Today, it’s looking more like Christmas than almost-April. We’ve received quite a bit of snow in the last few days and it’s making me long for spring more than ever. In honor of that first real spring day that’s sure to come (eventually), let’s talk about what is sitting quietly beneath all that pretty white stuff…
Last week I watched the documentary Dirt: The Movie, based on the book by William Bryant Logan. It’s a fabulous compilation of scientists, farmers, and thinkers all coming together and talking about the unassuming, unsung element that is below our feet.
If you think dirt is a boring subject, you’ll be surprised at just how quickly you’ll be drawn into this documentary. You’ll meet a wine expert who actually tastes the soils of the vineyards he visits; you’ll be introduced to physicist/activist/farmer Vandana Shiva, who works to save seeds in India; you’ll hear from a man who runs a horticulture job-training program for inmates at NYC Riker’s Island prison. You’ll also meet a contracting company who uses mud for their building projects, and you’ll see mycologist Paul Stamets’ tromping around in the forest.
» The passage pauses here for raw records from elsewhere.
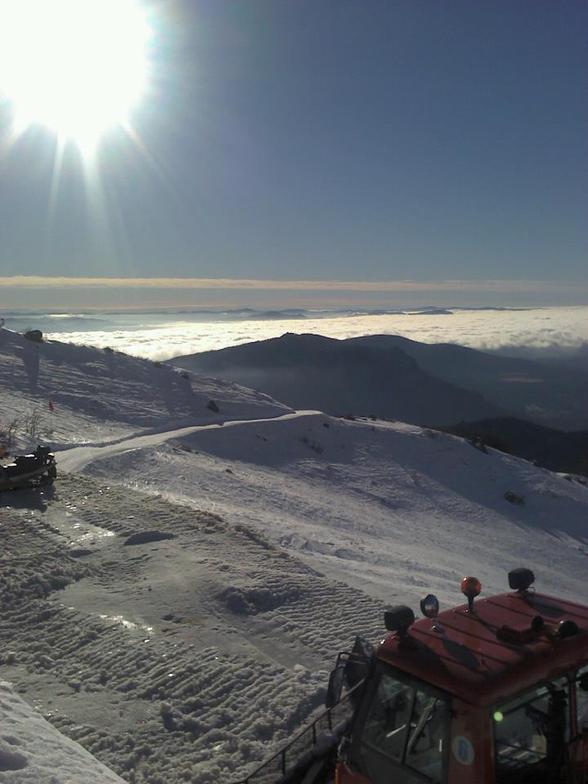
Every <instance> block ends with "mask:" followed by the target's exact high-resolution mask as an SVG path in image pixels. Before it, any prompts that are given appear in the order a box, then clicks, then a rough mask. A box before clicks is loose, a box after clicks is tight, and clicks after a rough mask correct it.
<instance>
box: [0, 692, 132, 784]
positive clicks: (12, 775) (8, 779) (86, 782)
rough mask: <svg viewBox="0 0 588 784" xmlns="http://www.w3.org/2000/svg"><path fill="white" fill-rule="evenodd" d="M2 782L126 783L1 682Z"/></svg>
mask: <svg viewBox="0 0 588 784" xmlns="http://www.w3.org/2000/svg"><path fill="white" fill-rule="evenodd" d="M0 781H2V782H3V784H28V783H29V782H30V784H39V783H40V782H45V783H46V784H122V782H123V779H121V778H120V777H119V776H117V775H115V774H114V773H113V772H112V771H110V770H108V768H106V767H105V766H104V765H102V764H101V763H100V762H98V760H97V759H96V758H95V757H93V756H92V755H91V754H89V753H88V752H87V751H86V750H85V749H84V748H82V746H80V745H79V744H78V743H75V742H74V741H72V740H70V739H69V738H66V737H65V736H64V735H62V734H61V733H60V732H58V731H57V730H56V729H55V727H52V726H51V724H49V722H47V721H45V719H44V718H43V717H42V716H41V715H40V714H39V713H37V711H35V710H34V709H33V708H31V707H30V706H29V705H28V704H27V703H26V702H25V701H24V700H22V699H21V698H20V697H19V696H18V694H16V693H15V691H14V689H13V688H12V687H11V685H10V684H9V683H6V682H5V681H0Z"/></svg>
Harvard professor Peter Girguis says,
“What we often call dirt, you know, the stuff you are trying to wash off our car or wash off our driveways, are really these soils and sediments that are vital to keeping our biosphere healthy, which is all about keeping the plants and animals and ourselves alive. Soils and sediments are really more like a living skin on the earth, and they are the stewards of our planet.”